Mr Janz is a former editor of news.com.au, owned by News Corp Australia, publisher of The Australian.
Sources close to Nine said former Australia Post chief executive Christine Holgate was also "actively lobbying" to be considered as a possible successor to Mr Marks.
Ms Holgate did not respond to calls on Thursday.
At this stage, Ms Young is the only woman among the short-listed candidates who have been interviewed or have been scheduled to be interviewed in coming days. She did not respond to a request for comment.
However, it is understood there is a strong push by senior female staff at Nine for Ms Young to be seriously considered as the next chief executive, amid some acrimony over the "blokey" culture at the company.
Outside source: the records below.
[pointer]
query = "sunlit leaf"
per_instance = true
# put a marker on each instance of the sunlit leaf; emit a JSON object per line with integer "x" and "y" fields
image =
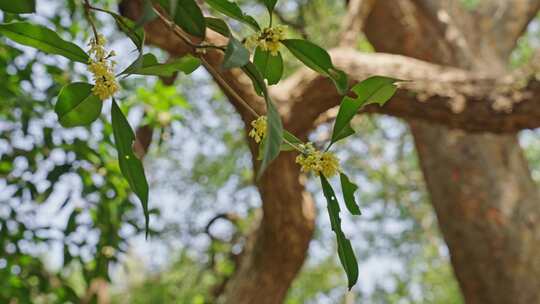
{"x": 43, "y": 39}
{"x": 236, "y": 54}
{"x": 187, "y": 15}
{"x": 218, "y": 26}
{"x": 348, "y": 188}
{"x": 345, "y": 251}
{"x": 376, "y": 89}
{"x": 131, "y": 167}
{"x": 270, "y": 66}
{"x": 317, "y": 59}
{"x": 77, "y": 106}
{"x": 18, "y": 6}
{"x": 232, "y": 10}
{"x": 150, "y": 66}
{"x": 270, "y": 4}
A Nine spokeswoman said the selection process had been "remarkably collegiate". "Everyone is being very supportive of each other," the spokeswoman said. "There's not actually been that much talk about it. People are just working hard and getting on with it. It's business as usual."
Mr Marks has committed to remaining with the company until February, or until a replacement is found. But the commencement of the interview process in the days before Christmas suggests Nine wants the new chief executive installed by the end of summer.
Mr Janz is credited with reshaping the business model of the newspaper and digital divisions of the former Fairfax Media. He is close to the senior newspaper team. Part of the issue for Nine has been marrying the distinct cultures clashes between the old Fairfax journalists, the broadcast arm and the more conservative radio division.
Mr Sneesby, believed to be the other main contender, has been in charge of Stan for seven years.
Ms Young joined Nine in 2010 and was appointed managing director of the group's marketing division this year.
Mr Malone oversees radio stations 2GB, 3AW, 4BC, 6PR and Macquarie Sports Radio, and was previously Nine's director of sport.
Mr Marks's departure comes as the company's most senior broadcast executive, Nine News director Darren Wick, is facing court on a high-range drink-driving charge and has taken time off for rehabilitation.
Mr Marks told The Australian in November he had decided to resign from his position after gossip got "out of control - 99.5 per cent of which was untrue".
Nine sources indicated several directors did not know about the relationship between Mr Marks and Ms Baker until days before his resignation - and held concerns that the company's chairman, Peter Costello, had known for longer.
The relationship between Mr Marks and Ms Baker had been common knowledge on the executive floor and beyond for several weeks.